Garth Nix's We Do Not Welcome Our Ten-Year-Old Overlord is highly believable, edge-of-your-seat science fiction, perfectly crafted for a middle-grade audience, in which one boy's too-smart-for-her-own-good 10-year-old sister finds an alien object capable of mind control in "an alternate version" of 1975 Canberra, Australia.
Most evenings, 12-year-old Kim Basalt and his best friend, Bennie Chance, along with their younger sisters Eila and Madir, ride bikes to a nearby lake. One night, after the sun disappears "for a fraction of a second," Eila wades into the water and pulls out a perfectly round, golden globe covered in mud. Kim tries to wrestle the object away from Eila, but he's zapped by the "horrible sensation that something was entering his brain," at the same time a voice in his head insists "let me in." Kim resists ("heck no!") and breaks free, but Eila, bossy and "super, super smart," pronounces the object to be a friend, and Madir worshipfully agrees it's "perfectly safe." Kim knows the globe is dangerous and threatens to tell their parents, but the globe disguises itself as a "harmless and ordinary" basketball by the time the kids get home.
Kim can't stop worrying about the globe, but Eila assures him Aster--"she is a person, not a 'globe thing' "--will listen to her and "can help." Eila sneaks out of the house one night and Kim follows to find Eila illuminating a massive ant nest with the globe; the next morning, the ants that had been touched by the light are dead. Later, Kim notices a "thin, perfectly circular layer of cloud directly above them, covering the city." When Bennie's parents start getting along, a sick neighbor is suddenly healed, and Kim's parents buy the color TV they never wanted, Eila finally admits to Kim that Aster is interfering with minds.
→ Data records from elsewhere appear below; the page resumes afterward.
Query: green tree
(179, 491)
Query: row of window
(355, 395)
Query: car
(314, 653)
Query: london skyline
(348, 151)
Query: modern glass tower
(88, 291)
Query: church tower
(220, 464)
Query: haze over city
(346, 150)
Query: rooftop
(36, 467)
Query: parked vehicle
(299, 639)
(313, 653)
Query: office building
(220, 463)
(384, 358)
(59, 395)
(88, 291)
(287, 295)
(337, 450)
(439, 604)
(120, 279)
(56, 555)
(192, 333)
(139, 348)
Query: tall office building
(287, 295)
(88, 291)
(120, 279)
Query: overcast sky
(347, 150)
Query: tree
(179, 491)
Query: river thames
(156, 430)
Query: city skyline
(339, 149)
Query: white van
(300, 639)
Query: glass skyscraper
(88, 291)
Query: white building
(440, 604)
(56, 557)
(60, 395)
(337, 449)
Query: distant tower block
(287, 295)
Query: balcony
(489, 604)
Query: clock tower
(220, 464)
Nix (The Old Kingdom Series; The Lefthanded Booksellers of London) brings his consummate skill with speculative fiction to this captivating piece of alternate history. His introduction of a seemingly innocuous object with the potential to throw the known world into chaos is a familiar device, but in Nix's hands it's particularly effective. The ever-increasing tension should keep readers mesmerized, as they struggle with the question at the heart of this clever book: whether mind control is ever okay, even if it brings about "good" changes. --Lynn Becker, reviewer, blogger, and children's book author
Shelf Talker: This tense yet believable work of science fiction features a boy who must save the world from his 10-year-old sister and an alien object capable of mind control.